Hypermobility, also termed ligamentous laxity, refers to excessive motion of a joint. This can be seen as supraphysiologic motion and often presents without symptoms (3). The hip joint capsule acts as a static stabilizer and is comprised of four ligaments: the iliofemoral, pubofemoral, ischiofemoral, and zona orbicularis. In the native hip, laxity of these ligaments can result in pain and microinstability of the joint (2). However, it must be noted that a joint may be hypermobile yet stable, and the differentiating factor between hypermobility and instability is the presence of symptoms (9). When a majority of an individual's synovial joints are capable of excessive motion, the patient is diagnosed with generalized joint hypermobility (GJH) (10), which is a hallmark of hereditary disorders of connective tissue.
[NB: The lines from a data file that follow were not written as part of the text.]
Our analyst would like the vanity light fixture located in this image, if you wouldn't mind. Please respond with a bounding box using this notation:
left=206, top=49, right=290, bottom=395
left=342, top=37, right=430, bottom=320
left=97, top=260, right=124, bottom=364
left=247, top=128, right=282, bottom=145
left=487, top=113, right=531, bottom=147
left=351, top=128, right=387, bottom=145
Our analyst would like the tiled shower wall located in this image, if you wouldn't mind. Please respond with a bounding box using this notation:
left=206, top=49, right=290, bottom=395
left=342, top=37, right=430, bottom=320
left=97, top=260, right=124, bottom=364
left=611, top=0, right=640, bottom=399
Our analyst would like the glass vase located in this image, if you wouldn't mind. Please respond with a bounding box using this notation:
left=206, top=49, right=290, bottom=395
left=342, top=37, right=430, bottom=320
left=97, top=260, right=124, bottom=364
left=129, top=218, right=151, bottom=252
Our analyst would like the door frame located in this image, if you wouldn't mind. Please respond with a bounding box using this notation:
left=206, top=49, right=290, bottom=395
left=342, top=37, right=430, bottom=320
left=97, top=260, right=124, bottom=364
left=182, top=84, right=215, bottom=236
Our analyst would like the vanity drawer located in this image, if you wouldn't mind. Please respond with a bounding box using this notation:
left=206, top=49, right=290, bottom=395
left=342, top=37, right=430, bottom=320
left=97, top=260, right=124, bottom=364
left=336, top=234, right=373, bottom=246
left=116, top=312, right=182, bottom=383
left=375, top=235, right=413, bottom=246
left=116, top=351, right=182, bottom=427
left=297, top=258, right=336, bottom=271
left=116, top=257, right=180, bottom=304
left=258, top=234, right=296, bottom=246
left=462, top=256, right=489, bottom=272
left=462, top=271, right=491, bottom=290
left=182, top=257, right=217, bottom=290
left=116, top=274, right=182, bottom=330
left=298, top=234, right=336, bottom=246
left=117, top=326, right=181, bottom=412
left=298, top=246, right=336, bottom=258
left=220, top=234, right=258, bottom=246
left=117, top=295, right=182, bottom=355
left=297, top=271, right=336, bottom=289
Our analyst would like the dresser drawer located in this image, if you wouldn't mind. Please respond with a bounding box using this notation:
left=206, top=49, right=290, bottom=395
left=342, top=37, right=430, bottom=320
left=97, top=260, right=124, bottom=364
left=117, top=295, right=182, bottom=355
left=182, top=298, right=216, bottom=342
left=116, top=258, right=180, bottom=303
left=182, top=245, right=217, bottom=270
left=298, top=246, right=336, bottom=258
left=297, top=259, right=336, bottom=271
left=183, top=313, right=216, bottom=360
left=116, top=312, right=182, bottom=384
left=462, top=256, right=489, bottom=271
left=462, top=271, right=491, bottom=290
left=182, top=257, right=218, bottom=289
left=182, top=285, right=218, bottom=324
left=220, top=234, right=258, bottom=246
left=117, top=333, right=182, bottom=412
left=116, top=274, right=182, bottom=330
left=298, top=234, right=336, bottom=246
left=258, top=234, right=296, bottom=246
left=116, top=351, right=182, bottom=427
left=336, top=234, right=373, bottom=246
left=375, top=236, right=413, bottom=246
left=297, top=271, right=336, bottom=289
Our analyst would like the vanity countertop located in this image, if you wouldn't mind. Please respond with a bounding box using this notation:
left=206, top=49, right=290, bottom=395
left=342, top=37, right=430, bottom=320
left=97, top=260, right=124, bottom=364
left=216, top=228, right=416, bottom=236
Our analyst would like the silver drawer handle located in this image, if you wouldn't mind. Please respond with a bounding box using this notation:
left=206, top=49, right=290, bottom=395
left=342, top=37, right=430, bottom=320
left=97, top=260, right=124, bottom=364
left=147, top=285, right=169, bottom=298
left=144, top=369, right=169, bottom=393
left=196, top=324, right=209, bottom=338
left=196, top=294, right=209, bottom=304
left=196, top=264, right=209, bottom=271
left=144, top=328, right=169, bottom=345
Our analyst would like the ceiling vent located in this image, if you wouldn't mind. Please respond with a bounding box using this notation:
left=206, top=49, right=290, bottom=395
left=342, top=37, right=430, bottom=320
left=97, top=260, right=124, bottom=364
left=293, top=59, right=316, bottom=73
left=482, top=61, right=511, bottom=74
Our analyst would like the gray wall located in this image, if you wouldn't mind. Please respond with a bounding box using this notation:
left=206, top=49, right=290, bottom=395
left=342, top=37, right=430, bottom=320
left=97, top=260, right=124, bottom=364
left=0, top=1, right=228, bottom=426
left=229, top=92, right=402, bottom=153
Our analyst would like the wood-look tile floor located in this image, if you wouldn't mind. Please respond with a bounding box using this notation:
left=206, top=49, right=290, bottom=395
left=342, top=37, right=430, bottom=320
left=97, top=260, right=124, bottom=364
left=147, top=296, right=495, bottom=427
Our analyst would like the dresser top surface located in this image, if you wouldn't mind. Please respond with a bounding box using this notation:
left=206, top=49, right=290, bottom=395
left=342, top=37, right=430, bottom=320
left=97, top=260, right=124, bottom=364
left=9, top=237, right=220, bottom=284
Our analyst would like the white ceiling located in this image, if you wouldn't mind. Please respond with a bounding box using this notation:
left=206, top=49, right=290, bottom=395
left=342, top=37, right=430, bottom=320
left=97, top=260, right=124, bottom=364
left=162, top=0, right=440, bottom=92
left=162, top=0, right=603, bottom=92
The Ehlers–Danlos syndromes (EDSs) are a group of heritable connective tissue disorders characterized by abnormal collagen synthesis, which can affect skin, ligaments, blood vessels, and other organs, often causing articular hypermobility (11, 12). Hypermobile EDS (hEDS) is the most common subtype, often resulting in chronic joint pain and frequent dislocations due to joint hyperlaxity, which can negatively affect a patient's quality of life (13, 14). Prior to 2017, it had been proposed that asymptomatic joint hypermobility and joint hypermobility syndrome (JHS) lay at opposite sides of the same spectrum of disorders and that JHS and hEDS may be equivalent disorders (15–17). Per the 2017 International Criteria for Ehlers–Danlos syndrome, JHS is now referred to as hypermobility spectrum disorder (18), which has been proposed as joint hypermobility plus one or more of its secondary manifestations but not satisfying the criteria for any EDS variant (16).

History and Incidence

EDS was first studied and classified in the late 1960s, which resulted in the Berlin nosology in 1986 (19). This was the first attempt to categorize and formalize the nomenclature of the different subtypes of the syndrome. Due to newly noticed clinical and molecular variants, a revised classification, the Villefranche nosology, was proposed a decade later and delineated six subtypes (20). The most current nomenclature and classification system came in 2017 with the International Criteria for Ehlers–Danlos syndrome, which changed the naming of joint hypermobility syndrome to hypermobility spectrum disorder (18).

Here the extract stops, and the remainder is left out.